Privacy-Preserving Distributed Processing: Metrics, Bounds, and Algorithms
This work addresses the need for systematic evaluation and design principles in privacy-preserving distributed processing, which is incremental as it builds on existing algorithms like differential privacy and secure multiparty computation.
The paper tackles the problem of comparing and relating privacy-preserving distributed processing algorithms by proposing information-theoretic metrics based on mutual information, deriving a lower bound on individual privacy, and validating claims through theoretical and numerical analysis of state-of-the-art approaches.

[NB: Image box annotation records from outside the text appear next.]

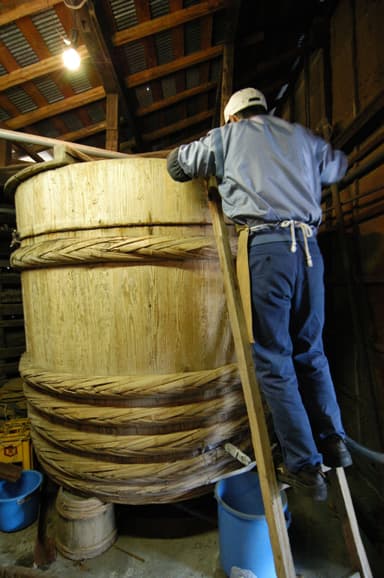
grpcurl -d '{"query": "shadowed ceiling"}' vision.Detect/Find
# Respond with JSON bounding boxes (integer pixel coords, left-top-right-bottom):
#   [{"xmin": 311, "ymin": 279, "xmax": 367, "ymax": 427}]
[{"xmin": 0, "ymin": 0, "xmax": 332, "ymax": 160}]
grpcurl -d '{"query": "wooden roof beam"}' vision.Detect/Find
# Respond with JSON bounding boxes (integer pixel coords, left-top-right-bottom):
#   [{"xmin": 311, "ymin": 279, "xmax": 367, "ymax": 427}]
[
  {"xmin": 5, "ymin": 86, "xmax": 105, "ymax": 129},
  {"xmin": 143, "ymin": 109, "xmax": 215, "ymax": 142},
  {"xmin": 125, "ymin": 46, "xmax": 223, "ymax": 88},
  {"xmin": 112, "ymin": 0, "xmax": 227, "ymax": 46},
  {"xmin": 20, "ymin": 120, "xmax": 107, "ymax": 153},
  {"xmin": 136, "ymin": 81, "xmax": 217, "ymax": 116},
  {"xmin": 0, "ymin": 46, "xmax": 89, "ymax": 92},
  {"xmin": 74, "ymin": 0, "xmax": 140, "ymax": 148}
]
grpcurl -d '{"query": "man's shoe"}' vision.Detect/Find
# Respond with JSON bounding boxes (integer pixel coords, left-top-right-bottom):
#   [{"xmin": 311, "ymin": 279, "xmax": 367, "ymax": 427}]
[
  {"xmin": 277, "ymin": 464, "xmax": 328, "ymax": 501},
  {"xmin": 319, "ymin": 434, "xmax": 352, "ymax": 468}
]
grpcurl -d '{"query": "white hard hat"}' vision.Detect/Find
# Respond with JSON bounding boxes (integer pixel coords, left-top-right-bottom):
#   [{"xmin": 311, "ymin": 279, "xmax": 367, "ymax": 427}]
[{"xmin": 224, "ymin": 88, "xmax": 267, "ymax": 122}]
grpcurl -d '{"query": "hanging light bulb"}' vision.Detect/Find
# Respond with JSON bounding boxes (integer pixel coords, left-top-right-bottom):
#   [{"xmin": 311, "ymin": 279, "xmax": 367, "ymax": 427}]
[{"xmin": 62, "ymin": 38, "xmax": 81, "ymax": 70}]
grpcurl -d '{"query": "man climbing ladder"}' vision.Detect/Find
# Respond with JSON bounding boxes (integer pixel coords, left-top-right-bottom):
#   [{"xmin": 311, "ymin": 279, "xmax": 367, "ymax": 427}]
[{"xmin": 168, "ymin": 88, "xmax": 352, "ymax": 500}]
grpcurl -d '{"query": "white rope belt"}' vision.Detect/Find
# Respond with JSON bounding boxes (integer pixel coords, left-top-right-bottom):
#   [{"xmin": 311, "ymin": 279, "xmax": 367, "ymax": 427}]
[
  {"xmin": 280, "ymin": 219, "xmax": 313, "ymax": 267},
  {"xmin": 249, "ymin": 219, "xmax": 313, "ymax": 267}
]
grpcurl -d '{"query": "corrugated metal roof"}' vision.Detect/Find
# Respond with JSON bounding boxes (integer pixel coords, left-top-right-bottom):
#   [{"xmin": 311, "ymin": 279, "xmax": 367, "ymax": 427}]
[
  {"xmin": 35, "ymin": 76, "xmax": 64, "ymax": 104},
  {"xmin": 161, "ymin": 76, "xmax": 176, "ymax": 98},
  {"xmin": 149, "ymin": 0, "xmax": 169, "ymax": 18},
  {"xmin": 123, "ymin": 42, "xmax": 147, "ymax": 74},
  {"xmin": 4, "ymin": 86, "xmax": 37, "ymax": 114},
  {"xmin": 0, "ymin": 108, "xmax": 11, "ymax": 120},
  {"xmin": 184, "ymin": 20, "xmax": 201, "ymax": 55},
  {"xmin": 0, "ymin": 24, "xmax": 39, "ymax": 66},
  {"xmin": 68, "ymin": 68, "xmax": 92, "ymax": 94},
  {"xmin": 135, "ymin": 85, "xmax": 153, "ymax": 106},
  {"xmin": 33, "ymin": 119, "xmax": 60, "ymax": 138},
  {"xmin": 31, "ymin": 10, "xmax": 66, "ymax": 55},
  {"xmin": 62, "ymin": 111, "xmax": 83, "ymax": 131},
  {"xmin": 110, "ymin": 0, "xmax": 138, "ymax": 30},
  {"xmin": 87, "ymin": 102, "xmax": 105, "ymax": 123},
  {"xmin": 155, "ymin": 30, "xmax": 173, "ymax": 64},
  {"xmin": 183, "ymin": 0, "xmax": 201, "ymax": 8},
  {"xmin": 185, "ymin": 66, "xmax": 200, "ymax": 88}
]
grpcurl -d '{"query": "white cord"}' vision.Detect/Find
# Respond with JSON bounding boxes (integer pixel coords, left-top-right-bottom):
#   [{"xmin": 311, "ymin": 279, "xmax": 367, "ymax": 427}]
[{"xmin": 64, "ymin": 0, "xmax": 88, "ymax": 10}]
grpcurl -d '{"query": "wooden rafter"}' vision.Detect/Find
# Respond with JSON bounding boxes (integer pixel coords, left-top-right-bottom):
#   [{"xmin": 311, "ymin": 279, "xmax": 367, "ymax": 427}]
[
  {"xmin": 112, "ymin": 0, "xmax": 226, "ymax": 46},
  {"xmin": 0, "ymin": 46, "xmax": 89, "ymax": 92},
  {"xmin": 136, "ymin": 81, "xmax": 217, "ymax": 116},
  {"xmin": 143, "ymin": 109, "xmax": 215, "ymax": 142},
  {"xmin": 125, "ymin": 46, "xmax": 223, "ymax": 88},
  {"xmin": 6, "ymin": 86, "xmax": 105, "ymax": 129},
  {"xmin": 75, "ymin": 0, "xmax": 139, "ymax": 146}
]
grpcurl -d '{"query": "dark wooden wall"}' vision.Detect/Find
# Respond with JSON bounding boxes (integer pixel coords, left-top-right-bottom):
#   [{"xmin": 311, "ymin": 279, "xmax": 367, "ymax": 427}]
[{"xmin": 280, "ymin": 0, "xmax": 384, "ymax": 553}]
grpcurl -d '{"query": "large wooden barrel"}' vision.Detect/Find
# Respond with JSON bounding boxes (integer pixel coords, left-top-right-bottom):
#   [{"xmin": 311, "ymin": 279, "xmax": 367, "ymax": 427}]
[{"xmin": 12, "ymin": 158, "xmax": 249, "ymax": 504}]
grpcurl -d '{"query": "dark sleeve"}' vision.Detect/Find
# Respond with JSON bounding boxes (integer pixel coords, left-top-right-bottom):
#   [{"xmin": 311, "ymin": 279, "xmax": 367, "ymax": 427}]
[{"xmin": 167, "ymin": 148, "xmax": 192, "ymax": 183}]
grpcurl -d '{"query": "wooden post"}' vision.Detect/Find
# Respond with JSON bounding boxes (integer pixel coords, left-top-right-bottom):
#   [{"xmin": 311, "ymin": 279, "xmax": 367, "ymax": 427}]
[
  {"xmin": 0, "ymin": 140, "xmax": 12, "ymax": 167},
  {"xmin": 105, "ymin": 94, "xmax": 119, "ymax": 151},
  {"xmin": 328, "ymin": 468, "xmax": 372, "ymax": 578},
  {"xmin": 208, "ymin": 184, "xmax": 296, "ymax": 578}
]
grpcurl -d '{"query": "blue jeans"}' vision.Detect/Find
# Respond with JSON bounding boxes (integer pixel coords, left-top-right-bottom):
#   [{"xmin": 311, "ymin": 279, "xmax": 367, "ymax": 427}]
[{"xmin": 249, "ymin": 233, "xmax": 345, "ymax": 472}]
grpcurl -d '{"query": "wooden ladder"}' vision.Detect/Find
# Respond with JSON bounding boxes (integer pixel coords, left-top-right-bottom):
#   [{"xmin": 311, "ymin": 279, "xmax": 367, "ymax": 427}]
[{"xmin": 207, "ymin": 179, "xmax": 372, "ymax": 578}]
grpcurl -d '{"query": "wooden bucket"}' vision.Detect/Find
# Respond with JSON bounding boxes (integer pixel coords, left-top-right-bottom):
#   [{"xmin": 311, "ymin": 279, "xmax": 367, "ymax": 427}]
[
  {"xmin": 12, "ymin": 158, "xmax": 249, "ymax": 504},
  {"xmin": 55, "ymin": 488, "xmax": 117, "ymax": 560}
]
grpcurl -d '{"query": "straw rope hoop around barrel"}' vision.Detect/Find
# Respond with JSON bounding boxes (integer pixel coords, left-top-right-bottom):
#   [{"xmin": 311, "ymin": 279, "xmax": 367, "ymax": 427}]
[
  {"xmin": 12, "ymin": 159, "xmax": 250, "ymax": 504},
  {"xmin": 20, "ymin": 355, "xmax": 248, "ymax": 503},
  {"xmin": 11, "ymin": 236, "xmax": 217, "ymax": 269}
]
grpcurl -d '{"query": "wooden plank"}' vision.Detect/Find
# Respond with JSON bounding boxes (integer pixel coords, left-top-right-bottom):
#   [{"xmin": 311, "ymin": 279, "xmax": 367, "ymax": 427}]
[
  {"xmin": 209, "ymin": 185, "xmax": 296, "ymax": 578},
  {"xmin": 169, "ymin": 0, "xmax": 187, "ymax": 118},
  {"xmin": 0, "ymin": 345, "xmax": 25, "ymax": 359},
  {"xmin": 5, "ymin": 86, "xmax": 105, "ymax": 129},
  {"xmin": 135, "ymin": 0, "xmax": 164, "ymax": 102},
  {"xmin": 105, "ymin": 94, "xmax": 119, "ymax": 151},
  {"xmin": 143, "ymin": 109, "xmax": 215, "ymax": 142},
  {"xmin": 125, "ymin": 46, "xmax": 223, "ymax": 88},
  {"xmin": 112, "ymin": 0, "xmax": 226, "ymax": 46},
  {"xmin": 328, "ymin": 468, "xmax": 372, "ymax": 578},
  {"xmin": 0, "ymin": 46, "xmax": 89, "ymax": 92},
  {"xmin": 75, "ymin": 2, "xmax": 136, "ymax": 143},
  {"xmin": 136, "ymin": 81, "xmax": 217, "ymax": 116}
]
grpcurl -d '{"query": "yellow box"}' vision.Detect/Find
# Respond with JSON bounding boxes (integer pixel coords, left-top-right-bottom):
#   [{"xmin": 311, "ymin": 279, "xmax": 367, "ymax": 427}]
[{"xmin": 0, "ymin": 419, "xmax": 33, "ymax": 470}]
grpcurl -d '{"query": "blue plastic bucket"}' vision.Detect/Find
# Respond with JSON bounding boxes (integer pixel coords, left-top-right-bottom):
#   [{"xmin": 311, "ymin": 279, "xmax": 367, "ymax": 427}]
[
  {"xmin": 215, "ymin": 472, "xmax": 290, "ymax": 578},
  {"xmin": 0, "ymin": 470, "xmax": 43, "ymax": 532}
]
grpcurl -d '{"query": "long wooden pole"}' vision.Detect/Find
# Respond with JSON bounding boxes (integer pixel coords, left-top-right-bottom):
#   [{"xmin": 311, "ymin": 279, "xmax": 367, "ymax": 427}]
[
  {"xmin": 208, "ymin": 183, "xmax": 296, "ymax": 578},
  {"xmin": 0, "ymin": 128, "xmax": 129, "ymax": 159}
]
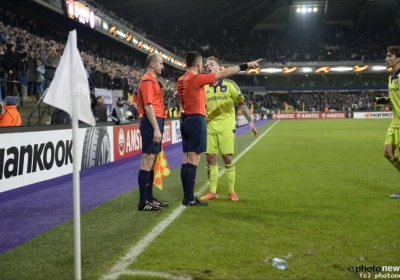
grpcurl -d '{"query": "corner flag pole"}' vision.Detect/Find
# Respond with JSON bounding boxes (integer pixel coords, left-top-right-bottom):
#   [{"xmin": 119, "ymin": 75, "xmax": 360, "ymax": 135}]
[{"xmin": 69, "ymin": 30, "xmax": 82, "ymax": 280}]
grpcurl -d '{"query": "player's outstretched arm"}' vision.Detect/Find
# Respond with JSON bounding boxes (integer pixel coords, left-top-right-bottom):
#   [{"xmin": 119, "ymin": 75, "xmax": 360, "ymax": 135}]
[{"xmin": 215, "ymin": 58, "xmax": 262, "ymax": 81}]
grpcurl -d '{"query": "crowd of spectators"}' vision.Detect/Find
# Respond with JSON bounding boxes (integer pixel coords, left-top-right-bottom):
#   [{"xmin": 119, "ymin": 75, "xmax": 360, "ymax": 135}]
[
  {"xmin": 0, "ymin": 8, "xmax": 174, "ymax": 98},
  {"xmin": 233, "ymin": 73, "xmax": 389, "ymax": 88},
  {"xmin": 76, "ymin": 0, "xmax": 400, "ymax": 64},
  {"xmin": 0, "ymin": 0, "xmax": 394, "ymax": 121}
]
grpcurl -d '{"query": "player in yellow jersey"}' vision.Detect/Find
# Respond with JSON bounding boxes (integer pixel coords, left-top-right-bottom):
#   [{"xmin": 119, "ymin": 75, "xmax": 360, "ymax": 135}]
[
  {"xmin": 200, "ymin": 56, "xmax": 258, "ymax": 201},
  {"xmin": 376, "ymin": 46, "xmax": 400, "ymax": 198}
]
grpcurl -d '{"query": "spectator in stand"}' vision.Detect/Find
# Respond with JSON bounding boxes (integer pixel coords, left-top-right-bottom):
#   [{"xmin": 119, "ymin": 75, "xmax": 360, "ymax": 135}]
[
  {"xmin": 36, "ymin": 58, "xmax": 46, "ymax": 96},
  {"xmin": 26, "ymin": 51, "xmax": 38, "ymax": 101},
  {"xmin": 110, "ymin": 97, "xmax": 132, "ymax": 124},
  {"xmin": 94, "ymin": 96, "xmax": 107, "ymax": 122},
  {"xmin": 4, "ymin": 41, "xmax": 18, "ymax": 96},
  {"xmin": 127, "ymin": 99, "xmax": 138, "ymax": 120},
  {"xmin": 0, "ymin": 96, "xmax": 22, "ymax": 126}
]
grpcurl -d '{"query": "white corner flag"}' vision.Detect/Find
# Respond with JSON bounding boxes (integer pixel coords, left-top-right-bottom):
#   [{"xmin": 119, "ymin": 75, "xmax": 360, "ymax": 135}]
[
  {"xmin": 43, "ymin": 30, "xmax": 96, "ymax": 126},
  {"xmin": 43, "ymin": 30, "xmax": 96, "ymax": 280}
]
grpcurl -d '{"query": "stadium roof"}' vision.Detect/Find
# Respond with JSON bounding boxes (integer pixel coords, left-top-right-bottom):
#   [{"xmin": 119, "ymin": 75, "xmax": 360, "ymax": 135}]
[{"xmin": 97, "ymin": 0, "xmax": 400, "ymax": 30}]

Privacy-preserving distributed processing has recently attracted considerable attention. It aims to design solutions for conducting signal processing tasks over networks in a decentralized fashion without violating privacy. Many algorithms can be adopted to solve this problem such as differential privacy, secure multiparty computation, and the recently proposed distributed optimization based subspace perturbation. However, how these algorithms relate to each other is not fully explored yet. In this paper, we therefore first propose information-theoretic metrics based on mutual information. Using the proposed metrics, we are able to compare and relate a number of existing well-known algorithms. We then derive a lower bound on individual privacy that gives insights on the nature of the problem. To validate the above claims, we investigate a concrete example and compare a number of state-of-the-art approaches in terms of different aspects such as output utility, individual privacy and algorithm robustness against the number of corrupted parties, using not only theoretical analysis but also numerical validation. Finally, we discuss and provide principles for designing appropriate algorithms for different applications.